But that's just about the only thing involving Zdorovetskiy that follows a pattern. Born in Murmansk, a city of 300,000 in northwestern Russia, Zdorovetskiy grew up fatherless in a one-room apartment with his mother. "He was a street boy," his mother, Elena Vulitsky, recalls. "Our lives were hard. He always wore the best clothes I could afford, but sometimes I made more money and sometimes less."

"All of my life, I've been poor," Zdorovetskiy agrees in a monotone baritone on a recent Friday afternoon, wearing cargo shorts and a black T-shirt, his hair just-out-of-bed messy. "My mom was a hairstylist; there weren't any opportunities for us there. I never thought I'd have my own car or cell phone."

So in 2004, when he and his mom landed in Delray Beach looking for better lives, the transition from North Russia to South Florida was debilitating. At Carver Middle School, he could barely shoehorn a single English sentence and found himself alone in ESL classes teeming with Haitians and Latin Americans — but no Russians. Despite the different surroundings, that same mischievousness that made him a "street kid" in Russia soon emerged in America, sparking conflict after conflict with authorities.

He took to skateboarding, and in 2010, he and two buddies were picked up by Boca Raton police for swimming in the Intracoastal Waterway, which was clogged with boat traffic, according to a police report. That same year, he also starred in a BangBus porno in which he anxiously tried — and failed — to get an erection, enduring every male's darkest fears while on camera.

"I wasn't supposed to get hard," he at first explains to New Times, then quickly changes stories. "There were so many people in the back [of the bus], and I got nervous. You know, it's not that easy... It was a dirty business, and I don't regret it." (Zdorovetskiy later called to clarify that he eventually did, in fact, "get hard" and "finished in her face.")

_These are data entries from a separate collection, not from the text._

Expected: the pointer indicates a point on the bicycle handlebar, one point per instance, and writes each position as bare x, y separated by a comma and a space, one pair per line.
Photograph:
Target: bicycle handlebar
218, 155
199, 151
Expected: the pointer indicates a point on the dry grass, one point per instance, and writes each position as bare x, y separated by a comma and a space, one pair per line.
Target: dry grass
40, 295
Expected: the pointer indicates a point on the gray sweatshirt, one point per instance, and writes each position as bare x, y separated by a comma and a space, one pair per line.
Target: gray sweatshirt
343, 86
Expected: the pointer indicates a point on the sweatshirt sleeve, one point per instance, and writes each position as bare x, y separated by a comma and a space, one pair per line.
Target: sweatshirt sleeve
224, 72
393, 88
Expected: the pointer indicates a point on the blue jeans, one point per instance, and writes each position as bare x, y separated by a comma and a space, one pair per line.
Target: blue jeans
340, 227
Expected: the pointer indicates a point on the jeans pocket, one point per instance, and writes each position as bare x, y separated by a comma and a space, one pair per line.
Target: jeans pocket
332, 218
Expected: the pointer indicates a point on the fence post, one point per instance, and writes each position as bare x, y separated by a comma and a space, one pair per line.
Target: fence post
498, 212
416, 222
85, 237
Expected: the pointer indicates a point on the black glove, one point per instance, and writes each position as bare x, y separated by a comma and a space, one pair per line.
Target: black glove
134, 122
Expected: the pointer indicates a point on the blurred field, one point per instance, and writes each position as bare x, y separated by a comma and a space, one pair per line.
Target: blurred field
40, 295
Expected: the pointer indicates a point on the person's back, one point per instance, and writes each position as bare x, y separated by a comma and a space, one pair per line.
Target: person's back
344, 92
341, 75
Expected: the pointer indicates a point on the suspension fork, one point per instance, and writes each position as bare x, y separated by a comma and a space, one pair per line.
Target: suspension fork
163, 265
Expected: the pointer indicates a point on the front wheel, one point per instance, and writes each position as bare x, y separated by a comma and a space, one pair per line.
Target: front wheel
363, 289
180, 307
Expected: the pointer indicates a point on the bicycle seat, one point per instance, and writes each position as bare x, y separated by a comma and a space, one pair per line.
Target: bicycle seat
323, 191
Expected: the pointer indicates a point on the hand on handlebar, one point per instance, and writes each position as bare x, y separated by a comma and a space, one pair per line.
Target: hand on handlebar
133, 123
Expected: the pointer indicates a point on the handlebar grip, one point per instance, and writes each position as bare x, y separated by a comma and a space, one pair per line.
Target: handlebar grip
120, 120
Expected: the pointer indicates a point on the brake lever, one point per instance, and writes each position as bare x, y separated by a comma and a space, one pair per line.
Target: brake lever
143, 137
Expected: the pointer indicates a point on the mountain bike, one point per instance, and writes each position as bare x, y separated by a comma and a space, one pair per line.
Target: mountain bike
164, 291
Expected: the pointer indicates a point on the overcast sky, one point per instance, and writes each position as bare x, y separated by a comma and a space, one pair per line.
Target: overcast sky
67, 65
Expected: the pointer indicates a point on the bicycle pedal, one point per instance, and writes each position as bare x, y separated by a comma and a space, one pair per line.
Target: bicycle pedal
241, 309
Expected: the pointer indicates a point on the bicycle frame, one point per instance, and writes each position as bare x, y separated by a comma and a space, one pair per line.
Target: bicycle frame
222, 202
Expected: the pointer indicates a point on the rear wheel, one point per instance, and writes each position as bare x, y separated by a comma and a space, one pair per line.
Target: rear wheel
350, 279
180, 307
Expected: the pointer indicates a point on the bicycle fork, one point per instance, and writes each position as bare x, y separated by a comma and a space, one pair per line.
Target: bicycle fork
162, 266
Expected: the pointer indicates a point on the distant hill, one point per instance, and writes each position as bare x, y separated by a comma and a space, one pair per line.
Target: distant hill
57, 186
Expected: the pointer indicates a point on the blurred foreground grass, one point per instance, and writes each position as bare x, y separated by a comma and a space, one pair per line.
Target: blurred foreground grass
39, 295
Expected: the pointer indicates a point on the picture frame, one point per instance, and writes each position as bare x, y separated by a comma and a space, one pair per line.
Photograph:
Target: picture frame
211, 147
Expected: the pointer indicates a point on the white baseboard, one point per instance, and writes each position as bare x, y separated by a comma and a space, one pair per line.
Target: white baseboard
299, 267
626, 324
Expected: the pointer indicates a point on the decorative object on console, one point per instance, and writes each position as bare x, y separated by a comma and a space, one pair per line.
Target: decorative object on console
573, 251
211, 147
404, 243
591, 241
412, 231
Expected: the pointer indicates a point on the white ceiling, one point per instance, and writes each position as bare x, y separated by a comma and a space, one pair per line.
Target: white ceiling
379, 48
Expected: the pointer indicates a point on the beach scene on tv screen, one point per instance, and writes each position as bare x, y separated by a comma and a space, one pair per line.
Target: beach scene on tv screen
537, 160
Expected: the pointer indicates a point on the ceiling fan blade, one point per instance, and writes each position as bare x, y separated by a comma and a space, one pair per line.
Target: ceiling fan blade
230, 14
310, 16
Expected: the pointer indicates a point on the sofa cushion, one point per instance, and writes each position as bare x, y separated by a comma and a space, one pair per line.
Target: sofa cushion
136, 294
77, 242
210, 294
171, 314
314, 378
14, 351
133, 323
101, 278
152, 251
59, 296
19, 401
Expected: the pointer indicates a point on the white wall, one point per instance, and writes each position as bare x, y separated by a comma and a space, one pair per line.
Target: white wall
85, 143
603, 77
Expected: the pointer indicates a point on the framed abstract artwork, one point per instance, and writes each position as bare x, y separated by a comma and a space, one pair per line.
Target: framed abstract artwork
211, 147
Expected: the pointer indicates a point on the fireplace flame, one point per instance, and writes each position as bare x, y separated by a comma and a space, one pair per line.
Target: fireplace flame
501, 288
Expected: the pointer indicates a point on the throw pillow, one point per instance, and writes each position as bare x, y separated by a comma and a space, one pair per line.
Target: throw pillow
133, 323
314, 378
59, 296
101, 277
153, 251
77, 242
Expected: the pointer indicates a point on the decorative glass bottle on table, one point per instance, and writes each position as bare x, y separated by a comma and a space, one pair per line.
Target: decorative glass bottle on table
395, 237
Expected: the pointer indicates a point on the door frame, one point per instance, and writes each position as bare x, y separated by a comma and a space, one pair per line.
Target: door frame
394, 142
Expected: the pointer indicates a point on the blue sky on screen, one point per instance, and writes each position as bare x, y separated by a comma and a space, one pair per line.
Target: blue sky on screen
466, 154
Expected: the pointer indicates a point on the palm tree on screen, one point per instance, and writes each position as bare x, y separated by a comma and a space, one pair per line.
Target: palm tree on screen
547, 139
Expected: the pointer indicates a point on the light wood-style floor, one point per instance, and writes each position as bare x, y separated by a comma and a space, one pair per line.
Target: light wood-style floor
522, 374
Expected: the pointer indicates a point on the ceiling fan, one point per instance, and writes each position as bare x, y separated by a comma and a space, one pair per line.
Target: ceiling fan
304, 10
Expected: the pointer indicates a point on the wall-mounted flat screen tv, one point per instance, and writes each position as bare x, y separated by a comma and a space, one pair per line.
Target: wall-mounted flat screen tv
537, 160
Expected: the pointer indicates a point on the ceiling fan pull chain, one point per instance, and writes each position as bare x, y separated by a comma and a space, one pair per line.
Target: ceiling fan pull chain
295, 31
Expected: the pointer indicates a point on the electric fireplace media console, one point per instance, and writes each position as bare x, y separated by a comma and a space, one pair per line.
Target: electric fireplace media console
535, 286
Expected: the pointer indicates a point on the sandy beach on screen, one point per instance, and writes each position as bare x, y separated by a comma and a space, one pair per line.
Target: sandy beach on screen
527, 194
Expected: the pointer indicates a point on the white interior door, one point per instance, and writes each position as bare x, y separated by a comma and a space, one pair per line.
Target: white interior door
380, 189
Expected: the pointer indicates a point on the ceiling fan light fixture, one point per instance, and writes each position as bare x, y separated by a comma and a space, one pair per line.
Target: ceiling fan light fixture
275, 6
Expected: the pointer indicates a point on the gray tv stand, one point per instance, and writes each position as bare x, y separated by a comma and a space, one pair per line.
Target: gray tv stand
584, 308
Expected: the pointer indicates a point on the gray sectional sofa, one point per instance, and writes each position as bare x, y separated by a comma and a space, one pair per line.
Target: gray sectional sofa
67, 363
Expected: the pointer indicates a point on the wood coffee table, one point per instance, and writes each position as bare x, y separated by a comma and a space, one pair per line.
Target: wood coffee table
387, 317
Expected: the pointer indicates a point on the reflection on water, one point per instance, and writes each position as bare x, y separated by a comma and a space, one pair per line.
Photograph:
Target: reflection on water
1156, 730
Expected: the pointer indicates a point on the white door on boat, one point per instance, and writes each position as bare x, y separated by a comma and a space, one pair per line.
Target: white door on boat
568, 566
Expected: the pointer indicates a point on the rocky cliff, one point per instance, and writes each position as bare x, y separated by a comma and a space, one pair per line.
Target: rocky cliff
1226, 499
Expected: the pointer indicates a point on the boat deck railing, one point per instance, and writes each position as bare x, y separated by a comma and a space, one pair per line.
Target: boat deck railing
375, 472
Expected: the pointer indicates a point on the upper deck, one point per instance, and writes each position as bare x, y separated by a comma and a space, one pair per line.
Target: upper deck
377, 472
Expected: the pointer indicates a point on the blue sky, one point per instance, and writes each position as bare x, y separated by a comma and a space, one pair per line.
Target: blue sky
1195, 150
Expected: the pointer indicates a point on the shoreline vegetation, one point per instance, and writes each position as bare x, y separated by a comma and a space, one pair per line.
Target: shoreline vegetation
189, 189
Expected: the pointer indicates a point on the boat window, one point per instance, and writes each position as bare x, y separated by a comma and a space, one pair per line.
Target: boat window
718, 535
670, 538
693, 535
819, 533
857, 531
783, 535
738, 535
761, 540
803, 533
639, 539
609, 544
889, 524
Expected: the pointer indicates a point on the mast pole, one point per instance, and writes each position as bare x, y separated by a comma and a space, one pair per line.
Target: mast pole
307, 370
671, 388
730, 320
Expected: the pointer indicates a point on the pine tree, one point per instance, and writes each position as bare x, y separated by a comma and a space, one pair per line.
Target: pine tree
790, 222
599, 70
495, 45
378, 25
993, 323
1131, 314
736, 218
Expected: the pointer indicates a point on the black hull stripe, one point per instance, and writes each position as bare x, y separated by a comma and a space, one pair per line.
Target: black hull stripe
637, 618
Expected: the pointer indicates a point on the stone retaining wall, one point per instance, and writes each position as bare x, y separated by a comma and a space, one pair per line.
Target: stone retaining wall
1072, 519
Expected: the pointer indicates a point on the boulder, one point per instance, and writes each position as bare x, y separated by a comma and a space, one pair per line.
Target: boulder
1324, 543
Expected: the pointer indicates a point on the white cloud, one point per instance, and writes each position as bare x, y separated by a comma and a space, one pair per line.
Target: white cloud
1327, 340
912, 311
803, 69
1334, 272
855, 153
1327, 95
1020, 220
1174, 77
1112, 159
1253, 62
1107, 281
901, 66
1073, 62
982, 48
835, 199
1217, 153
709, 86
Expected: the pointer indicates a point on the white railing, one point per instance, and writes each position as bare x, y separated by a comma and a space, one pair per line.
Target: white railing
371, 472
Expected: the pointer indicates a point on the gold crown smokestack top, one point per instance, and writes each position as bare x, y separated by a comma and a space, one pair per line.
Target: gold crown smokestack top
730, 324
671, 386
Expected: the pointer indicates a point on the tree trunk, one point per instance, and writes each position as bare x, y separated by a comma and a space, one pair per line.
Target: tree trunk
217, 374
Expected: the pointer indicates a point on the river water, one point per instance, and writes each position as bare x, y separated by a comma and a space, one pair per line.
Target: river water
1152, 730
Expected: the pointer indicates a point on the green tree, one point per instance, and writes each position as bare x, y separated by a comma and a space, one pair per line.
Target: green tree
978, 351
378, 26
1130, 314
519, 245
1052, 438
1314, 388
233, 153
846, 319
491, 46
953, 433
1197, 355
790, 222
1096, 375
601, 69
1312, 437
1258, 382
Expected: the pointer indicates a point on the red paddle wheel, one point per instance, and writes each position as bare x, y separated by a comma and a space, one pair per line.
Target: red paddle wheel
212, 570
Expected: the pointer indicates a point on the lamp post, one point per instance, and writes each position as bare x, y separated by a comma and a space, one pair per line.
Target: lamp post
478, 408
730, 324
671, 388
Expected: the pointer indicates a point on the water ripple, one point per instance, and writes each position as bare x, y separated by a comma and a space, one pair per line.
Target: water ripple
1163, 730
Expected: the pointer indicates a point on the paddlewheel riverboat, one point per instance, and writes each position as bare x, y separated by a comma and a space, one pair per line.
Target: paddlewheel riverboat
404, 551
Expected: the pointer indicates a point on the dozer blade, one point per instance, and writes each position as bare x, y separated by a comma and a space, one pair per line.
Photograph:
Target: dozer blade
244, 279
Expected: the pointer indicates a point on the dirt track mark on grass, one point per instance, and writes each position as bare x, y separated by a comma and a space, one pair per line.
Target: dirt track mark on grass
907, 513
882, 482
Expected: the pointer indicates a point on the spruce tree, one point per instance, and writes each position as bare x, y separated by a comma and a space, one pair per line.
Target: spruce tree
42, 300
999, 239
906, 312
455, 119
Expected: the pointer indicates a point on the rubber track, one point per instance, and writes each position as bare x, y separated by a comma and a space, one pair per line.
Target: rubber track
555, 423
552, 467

Around that time, pioneering YouTube celebrities like Jenna Marbles — who today has 10 million subscribers and collected 1 billion clicks — began poking out of obscurity with raw self-shot videos that teenagers and college students found eminently relatable. A short film called I Fucking Hate My Roommate was Marbles' first. When Zdorovetskiy saw such videos, he saw opportunity.